This week the nominees for the Baseball Hall of Fame were announced and the 600-plus voting members of the Baseball Writers’ Association of America (BBWAA) have until the end of the year to select up to 10 of the 36 candidates on the ballot. This year there are 19 newly eligible players, including such stalwarts as Greg Maddux and Frank Thomas. But this is where things get tricky.
More than 15 players have a legitimate case for Hall of Fame status, but only 10 can be inducted per year. Several of those 15 players have been tacitly ruled out by many of the voters because they played during the 1990s and early 2000s, baseball’s steroid era, and thus are guilty by association (or, in some cases, by admission or proof). Last year, for the first time in history, no one was elected to the Hall of Fame despite several worthy candidates being on the ballot. And this has created a logjam of deserving players that exceeds the available openings.
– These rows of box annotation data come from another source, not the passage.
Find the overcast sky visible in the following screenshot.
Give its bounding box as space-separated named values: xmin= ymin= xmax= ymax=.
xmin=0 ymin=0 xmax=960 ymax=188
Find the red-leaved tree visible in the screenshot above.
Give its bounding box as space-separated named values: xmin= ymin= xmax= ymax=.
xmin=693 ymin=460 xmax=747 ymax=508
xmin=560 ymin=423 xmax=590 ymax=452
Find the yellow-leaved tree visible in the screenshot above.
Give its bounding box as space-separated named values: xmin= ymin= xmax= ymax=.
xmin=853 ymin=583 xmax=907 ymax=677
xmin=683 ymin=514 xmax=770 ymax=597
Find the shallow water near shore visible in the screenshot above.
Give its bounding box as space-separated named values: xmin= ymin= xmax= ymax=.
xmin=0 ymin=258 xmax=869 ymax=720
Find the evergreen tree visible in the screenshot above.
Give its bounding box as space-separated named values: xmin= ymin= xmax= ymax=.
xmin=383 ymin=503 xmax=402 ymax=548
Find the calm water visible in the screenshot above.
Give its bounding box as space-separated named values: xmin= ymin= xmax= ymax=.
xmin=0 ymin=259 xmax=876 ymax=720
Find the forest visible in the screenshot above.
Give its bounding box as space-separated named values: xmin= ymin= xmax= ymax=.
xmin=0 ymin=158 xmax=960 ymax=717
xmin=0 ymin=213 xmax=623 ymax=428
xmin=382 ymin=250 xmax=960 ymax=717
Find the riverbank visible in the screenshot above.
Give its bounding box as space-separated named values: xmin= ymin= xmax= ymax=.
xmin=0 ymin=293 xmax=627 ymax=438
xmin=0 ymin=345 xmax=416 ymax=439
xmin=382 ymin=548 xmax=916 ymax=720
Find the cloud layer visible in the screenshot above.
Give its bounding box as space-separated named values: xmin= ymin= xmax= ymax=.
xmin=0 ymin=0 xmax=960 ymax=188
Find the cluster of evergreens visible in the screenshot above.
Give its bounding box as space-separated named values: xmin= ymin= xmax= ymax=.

No matter how one views steroids, the steroid era, and the players who used (or may have used) them, two primary reasons exist for this dilemma. Both have to do with a refusal by BBWAA members to acknowledge or accept change, much more so than with the issue of performance-enhancing drugs themselves.
First is a lack of acknowledging and evaluating the different eras of baseball well. The steroid era, in many ways, mirrors the pre-integration era, the dead-ball era, and the post-war era. For a period of 15 to 20 years, pervasive and immeasurable outside factors changed the results of game and affected players’ success. But rather than seeing the players against this backdrop, voters are viewing them against the arbitrary and inaccurate standards of eras gone by.
The second reason is closely related to the first: the unwillingness or inability of many voters to learn new ways of viewing and analyzing the game. In recent years more accurate statistical methods for judging players against their competition and their era have been developed. They remove much of the arbitrariness of the evaluation and allow us to see players accurately compared to their peers, so we can know who really was the best at any given time. The steadfast clinging to older, less complete analysis is harming the voting process.
Such staunch traditionalism reminds me of many organizations, especially churches, that view the past as the ideal and thus devalue current insights and learning. Is newer better? No more than Greg Maddux is better than Walter Johnson, but we should at least be able to accurately value them and appreciate them in their contexts. When we stubbornly refuse to change we harm the present for the sake of the past and in the process cause dissent about what was good in the past. Tradition and progress must meet or else both get hurt.